ダライ・ラマ14世法王が世界各地で大灌頂を厳修なさっていることから、チベット密教の中で最も有名になっている「カーラチャクラ(時輪)」について、その生起次第成就法の行法の流れを整理してみました。
これは、宗祖ツォンカパ大師の直弟子であるケートゥプ大師ゲレク・ペルサンがまとめた『カーラチャクラ御身語心円満具足曼荼羅成就法・プンダリーカ口伝』を参照し、行法の要点を概観したものです。「カーラチャクラ」については、宗祖御自身が成就法をお説きになっていないため、この『プンダリーカ口伝』が、ゲルク派の成就法根本典籍になると思われます。
本稿は、あくまで行法の要点を列挙して流れを示しただけですから、これによって実際に修行することはできません。しかし、『真言道次第広論(ガクリム・チェンモ)』などで密教(特に無上瑜伽タントラ)の基本を学んでいれば、この流れを見ただけで、「カーラチャクラの成就法では、どういう修行をするのか」ということが、大筋で把握できるはずです。
「カーラチャクラ」をはじめ、何らかの無上瑜伽タントラの大灌頂を受法していれば、この行法の中身をより具体的に学ぶことができます。しかし、これを本尊ヨーガとして実修する場合は、必ず「カーラチャクラ」自体の大灌頂を受けていなければいけません。
「カーラチャクラ」は、社会的な意味あいの強い教えで、世界平和の祈りが込められていることもあり、なるべく大勢の所化を集めて灌頂した方がよいとされています。そのため、灌頂受者の多くがこうした本格的な成就法を修行することは、もともと想定されていません。法王御自身も、「カーラチャクラそのものより、前行法話として授ける教え(2012年1月のブッダガヤに於ける大灌頂では『修習次第』など)の方が大切だ」という意味のことを、よくおっしゃっています。従って、「カーラチャクラ」大灌頂を受法された方は、まず前行御法話の内容をよく復習し、「六座グルヨーガ」を通じて菩薩戒や三昧耶戒を保持することが最も肝要です。そのうえで、もしさらに余裕があれば、こうした成就法を少しづつ学修してゆくとよいでしょう。
「グヒヤサマージャ(秘密集会)」等の無上瑜伽タントラを本格的に学修している方にとっては、それらの行法との比較対照という意味で、本稿の内容は役にたつと思います。

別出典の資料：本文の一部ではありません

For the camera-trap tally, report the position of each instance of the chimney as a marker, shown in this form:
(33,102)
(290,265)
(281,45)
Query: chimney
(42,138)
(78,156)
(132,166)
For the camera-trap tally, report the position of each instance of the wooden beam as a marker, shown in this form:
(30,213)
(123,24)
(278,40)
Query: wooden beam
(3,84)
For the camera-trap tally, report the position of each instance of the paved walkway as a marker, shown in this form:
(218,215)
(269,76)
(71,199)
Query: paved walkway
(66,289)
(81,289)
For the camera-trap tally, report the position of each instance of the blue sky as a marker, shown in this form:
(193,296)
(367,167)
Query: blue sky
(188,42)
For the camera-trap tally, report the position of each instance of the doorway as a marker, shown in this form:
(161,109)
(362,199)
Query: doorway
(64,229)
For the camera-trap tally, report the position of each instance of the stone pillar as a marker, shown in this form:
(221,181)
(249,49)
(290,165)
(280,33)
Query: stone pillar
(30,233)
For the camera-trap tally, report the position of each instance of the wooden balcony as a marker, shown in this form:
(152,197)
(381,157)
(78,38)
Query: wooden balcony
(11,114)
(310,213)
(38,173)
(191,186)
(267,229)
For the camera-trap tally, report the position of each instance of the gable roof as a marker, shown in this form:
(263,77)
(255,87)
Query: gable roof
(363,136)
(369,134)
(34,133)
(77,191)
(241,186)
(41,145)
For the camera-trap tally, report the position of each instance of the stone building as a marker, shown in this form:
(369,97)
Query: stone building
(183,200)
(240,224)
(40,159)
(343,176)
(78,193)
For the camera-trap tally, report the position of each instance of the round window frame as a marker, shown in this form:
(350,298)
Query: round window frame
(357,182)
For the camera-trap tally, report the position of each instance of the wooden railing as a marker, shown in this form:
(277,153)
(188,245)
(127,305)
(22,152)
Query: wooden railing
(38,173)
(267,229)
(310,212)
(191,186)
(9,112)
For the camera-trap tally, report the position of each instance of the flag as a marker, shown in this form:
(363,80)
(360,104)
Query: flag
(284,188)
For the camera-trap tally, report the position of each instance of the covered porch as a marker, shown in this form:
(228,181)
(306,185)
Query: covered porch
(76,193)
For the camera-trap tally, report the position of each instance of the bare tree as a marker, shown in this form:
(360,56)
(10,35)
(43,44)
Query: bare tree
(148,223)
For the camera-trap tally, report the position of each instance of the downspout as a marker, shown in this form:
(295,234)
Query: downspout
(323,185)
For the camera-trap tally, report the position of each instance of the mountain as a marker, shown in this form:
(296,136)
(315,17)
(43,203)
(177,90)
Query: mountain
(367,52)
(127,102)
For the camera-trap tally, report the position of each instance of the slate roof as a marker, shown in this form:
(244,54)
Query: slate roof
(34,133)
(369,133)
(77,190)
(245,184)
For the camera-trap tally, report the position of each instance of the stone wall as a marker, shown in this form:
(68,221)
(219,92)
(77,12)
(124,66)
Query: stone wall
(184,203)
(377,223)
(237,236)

『カーラチャクラ御身語心円満具足曼荼羅成就法・プンダリーカ口伝』
による実修の流れ

【守護輪の儀軌】
前行として二資糧を積集→正行として守護輪を修習→トルマ奉献と撥遣

【成就法の本体の前行】
自己を一面二臂のカーラチャクラとして観想→一切の仏菩薩をカーラチャクラ曼荼羅の行相で眼前に勧請→供養など→空性の修習→

【所依曼荼羅の生起】
虚空無辺の法源の中に四大種の輪を重ねる→その上に須弥山→その頂上の中心に雑色蓮華→その臍に月輪→その上に日輪→その上に羅睺と計都→それらが一つに集まってhksmlvryam字となる→再びそれらの文字より虚空・風・火・水・地・須弥山・蓮華・月・日・羅睺・計都が生じる→それらの上に金剛幕→
その中に四角四門の御身曼荼羅の壁→その中に半分の寸法で御語曼荼羅の壁→その中に半分の寸法で御心曼荼羅の壁→その中に半分の寸法で四角い智輪→その中で半分の寸法の四角の中心に八葉蓮華→その中心に月・日・羅睺・計都の輪を重ねて座とする→

御身語心円満具足カーラチャクラ曼荼羅;ダラムサラ時輪堂の壁画
御身語心円満具足カーラチャクラ曼荼羅(ダラムサラ時輪堂の壁画)

【主尊父母と八母尊の生起】
その上に月輪→その上に母音とされる三十二文字を布置→その月輪の下へ日輪→その上に子音とされる八十文字を布置→月輪の中心に中有の識たるhum字→それとともに乗り物の持命風たるhi字→月輪と日輪とこの二文字が一つに混じってhum字となる→それが転変してカーラチャクラ(四面二十四臂)→
phrem字と湾刀より明妃ヴィシュヴァマーター(四面八臂)→

カーラチャクラ父母尊;ポタラ宮のタンカ
主尊父母(ポタラ宮のタンカ)

八葉蓮華の花弁にクリシュナディープターなど八母尊を三儀軌で生起→

【眷属諸尊の生起】
主尊父母が等至に入る→主尊の蘊・界・根・境の本質が諸尊として顕現したものを流出→ヴィシュヴァマーターの体内へ入ってから再び流出→曼荼羅の輪の行相で主尊の頭頂から入る→※大楽の火で溶けて滴となり、金剛の道からヴィシュヴァマーターの蓮華へ→その滴の各部分から、阿閃など諸尊を三儀軌で生起→母尊の蓮華より流出して曼荼羅上の各々の座に安置

その内容の概略は、
【主尊父母】阿閃父母尊と金剛薩埵父母尊を主尊へ入れて一体化し、金剛界自在母の父母尊と般若波羅蜜母の父母尊をヴィシュヴァマーターへ入れて一体化する。
【智輪】不空成就など四組の父母尊を四角い智輪内の四方の座へ安置し、ターラーなど四組の父母尊を同じく四維の座へ安置する。
【御心曼荼羅】軍荼利など五組の忿怒父母尊を御心曼荼羅の四門と上の座へ安置。虚空蔵など四組の父母尊を四門の右の座へ安置。触金剛女など四組の父母尊を四維の座へ安置。金剛手など四組の父母尊を四門の左の座へ安置。

御心曼荼羅;ダラムサラ時輪堂の壁画
御心曼荼羅(ダラムサラ時輪堂の壁画)

【御語曼荼羅】チャルチカーの父母尊を御語曼荼羅の東の八葉蓮華の臍に安置し、怖畏母など八母尊を花弁に安置。以下順に、東南、南、南西、北、北東、西、西北の八葉蓮華に、中央の父母尊と眷属八母尊などを同様に安置。

御語曼荼羅と御身曼荼羅;ダラムサラ時輪堂の壁画
右の4つは御語曼荼羅の八葉蓮華、中央と左の6つは御身曼荼羅の三重蓮華(時輪堂壁画)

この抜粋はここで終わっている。